Two years later, Jackie graduated from college with a degree in design and fashion merchandising. Colleen switched her shifts to days so she would be able to baby sit Stephanie. She was also set up on dates, mostly with friends of her school mates. Whenever Jackie uttered the words "I have a kid." They would go running.

Every night, Colleen and she would get into an argument about whether she should tell Steven.

"Call him." Colleen ordered, handing Jackie the phone.

Jackie shook her head. "What am I supposed to say to him?"

"How about "Hi, it's Jackie."

"And then what? Btw, you have a kid? I don't think so."

"Stephanie deserves to know her father." Colleen admonished.

"Stephanie deserves a lot of things, that doesn't mean she's ever going to get them."

She got a job as a receptionist for Calvin Klein the day Colleen died.

It had begun like any other day. Jackie had an interview; Colleen had picked up a double shift at the diner, so both were unable to watch Stephanie. Marissa, a friend of Jackie's from school, had been eager to watch Stephanie. After the interview, she ran home to tell Colleen how it went.

Except Colleen wasn't home. Marissa sat on the couch crying, she said that there had been a mugging, and Colleen had died on the spot.

It was the first day in over three years that Jackie seriously considered moving back to Point Place.

And then the phone rang. It was an HR Rep for Calvin Klein offering her the job.

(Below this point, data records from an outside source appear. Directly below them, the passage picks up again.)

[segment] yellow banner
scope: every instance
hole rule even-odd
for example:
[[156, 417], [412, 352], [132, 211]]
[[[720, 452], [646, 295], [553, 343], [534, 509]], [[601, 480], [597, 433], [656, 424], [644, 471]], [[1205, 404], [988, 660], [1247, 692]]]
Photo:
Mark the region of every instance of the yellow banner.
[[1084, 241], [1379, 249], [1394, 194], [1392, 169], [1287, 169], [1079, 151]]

If she hadn't been offered the job, she would have gone back, or at the very least, moved to another small hole in the wall Midwestern town. But Jackie knew an opportunity when she saw it, and there was no way she was going to let it go.


"How did you meet your husband?" Fez asked.

"We met five years later on the subway. He was cute, I gave him my number. He was rich, he was a doctor, and he didn't care that I had a kid. The first year was good, but eventually both of us just stopped caring, and he stopped hiding his infidelity. Besides, I was too busy with my job and Stephanie to really care. I only ended up asking for a divorce because he started to bring his girlfriends over to the house, and I didn't want Stephanie to see that. I had to see it with my parents and well, I didn't want her to go through that like I did, so we moved out."

"I can't believe it." Donna muttered.

"Well, believe it, that's the way it happened." Jackie told her snottily.

Donna was quick to explain. "No, I believe you; I'm just amazed that you were able to deal with all of that."

Jackie shrugged. "I did what I had to."

"I'd be running back to my mommy the first night." Eric admitted.

Jackie sighed. "What if you didn't have anyone to run back too?"

They all sat in silence as they considered the implications of that statement. Jackie broke it. "I spent my entire life running, and when I got to New York, I was forced to fight. I wanted so badly to just give up."

"But you didn't." Hyde told her. He wrapped his arm around her tighter. He was never going to let her go.

Sometimes, the difference between Fight and Flight end up not being different at all.